The ongoing investigations are three of five pesticide-related cases in Hawaii that the federal agency has worked on this year.
The most high-profile ongoing investigation involves Syngenta, a seed company that operates on Kauai and Oahu. Ten Syngenta workers on Kauai went to the hospital in January after walking onto a field where chlorpyrifos had been applied 20 hours earlier.
EPA spokesman Dean Higuchi confirmed four investigations are ongoing, but declined to share any additional details or provide copies of the complaints because the cases are still being investigated.
Higuchi said a fifth case against Honolulu Wood Treating wrapped up in April. The EPA fined the company $33,750 for “producing and selling a mislabeled pesticide on five occasions in 2013 and 2014,” according to a press release.

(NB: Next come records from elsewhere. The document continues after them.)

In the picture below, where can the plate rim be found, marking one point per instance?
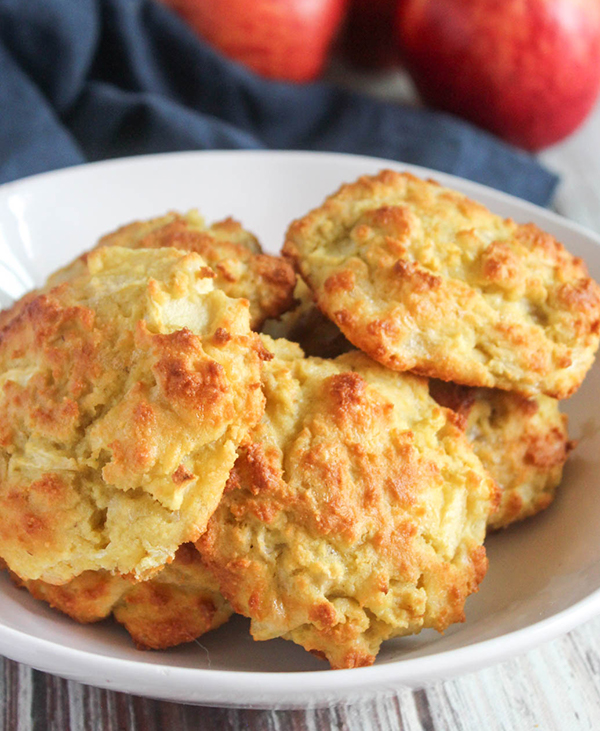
(412, 672)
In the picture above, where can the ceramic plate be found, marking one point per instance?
(544, 575)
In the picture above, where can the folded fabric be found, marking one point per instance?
(97, 79)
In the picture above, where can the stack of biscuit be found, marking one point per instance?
(189, 430)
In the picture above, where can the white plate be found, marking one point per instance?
(544, 575)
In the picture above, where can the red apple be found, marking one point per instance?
(279, 39)
(368, 40)
(527, 70)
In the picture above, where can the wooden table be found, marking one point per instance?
(556, 686)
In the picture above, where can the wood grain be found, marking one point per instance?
(556, 686)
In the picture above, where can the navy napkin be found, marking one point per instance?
(85, 80)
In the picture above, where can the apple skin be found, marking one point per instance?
(280, 39)
(368, 39)
(527, 70)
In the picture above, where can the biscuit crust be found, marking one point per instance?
(241, 269)
(355, 513)
(421, 278)
(306, 325)
(179, 604)
(523, 443)
(124, 394)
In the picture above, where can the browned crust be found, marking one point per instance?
(522, 442)
(403, 268)
(241, 268)
(344, 507)
(178, 605)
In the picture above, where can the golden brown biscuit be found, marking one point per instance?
(178, 605)
(124, 394)
(356, 513)
(523, 443)
(306, 325)
(422, 278)
(241, 269)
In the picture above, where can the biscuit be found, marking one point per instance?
(124, 395)
(523, 443)
(241, 268)
(421, 278)
(178, 605)
(356, 513)
(306, 325)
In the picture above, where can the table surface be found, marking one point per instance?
(556, 686)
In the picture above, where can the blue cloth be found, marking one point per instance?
(94, 79)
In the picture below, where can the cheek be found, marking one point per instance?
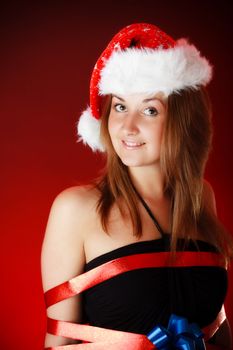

Scott Enright, director of the state Department of Agriculture, said the agency refers cases to the EPA when they involve federal jurisdiction, repeat violations or serious allegations.
An April 2016 complaint from a Kauai Terminix employee said workers lacked proper equipment for fumigations and that their self-contained breathing apparatus were not filled with air.
Terminix Kauai employees also allegedly did not use scales, which weigh fumigants, or clearing devices that determine whether buildings are safe to enter, according to the complaint.
Workers were allegedly told to “remove placards and secondary locks without using a clearing device before structures were reoccupied,” the report said. “This is an ongoing investigation and Terminix has retained lawyers and all requests for information has to go through their legal counsel.”
A spokesman for Terminix said the company is aware of the investigation and has been working with the Department of Agriculture, but declined to comment further.
Enright said he referred the case to EPA because the complaint included multiple allegations.
“We thought there was a seriousness to it that we wanted them to look at,” Enright said.
Terminix was fined $10 million in March for using methyl bromide, a banned pesticide, in the Virgin Islands. The toxic pesticide poisoned a Delaware family vacationing in St. John, including two teenagers who sustained permanent brain damage.
The company was also sued last year after a 10-year-old boy in Florida “sustained a catastrophic brain injury” after Terminix fumigated his home for termites. His sister and grandmother also got sick, but he lost the ability to walk, USA Today reported.
Agricultural Pesticide Problems
Unlike the Terminix complaint, no information about the Monsanto and Wonder Farm cases was included in quarterly reports that the state Department of Agriculture submitted to EPA over the past two years.
Neither Higuchi nor Enright would share details about the cases, citing policies against commenting on ongoing investigations.
Enright said only that the department referred the Monsanto case to the EPA in May because it fell under federal jurisdiction, and referred the Wonder Farm case to the EPA in January 2015 because of repeated violations at the Waianae farm.
“If we have someone who we believe is intentionally not working with the department in using pesticides correctly, we hand them off to the big guy,” Enright said of the Wonder Farm case.
A Monsanto spokeswoman said she did not have enough information about the investigation to comment. Wonder Farms did not respond to a request for comment.
Both Monsanto and Syngenta grow genetically modified corn on thousands of acres in the islands and have lobbied aggressively against bills that would require companies to share publicly when and where they apply pesticides and in what amounts.
The EPA fined Monsanto $600,000 last year for failing to report the release of hundreds of toxic chemicals in Idaho, NBC news reported.
Last month, the EPA settled a case with Syngenta for $1.2 million after the company mislabeled pesticides in multiple states, among other violations.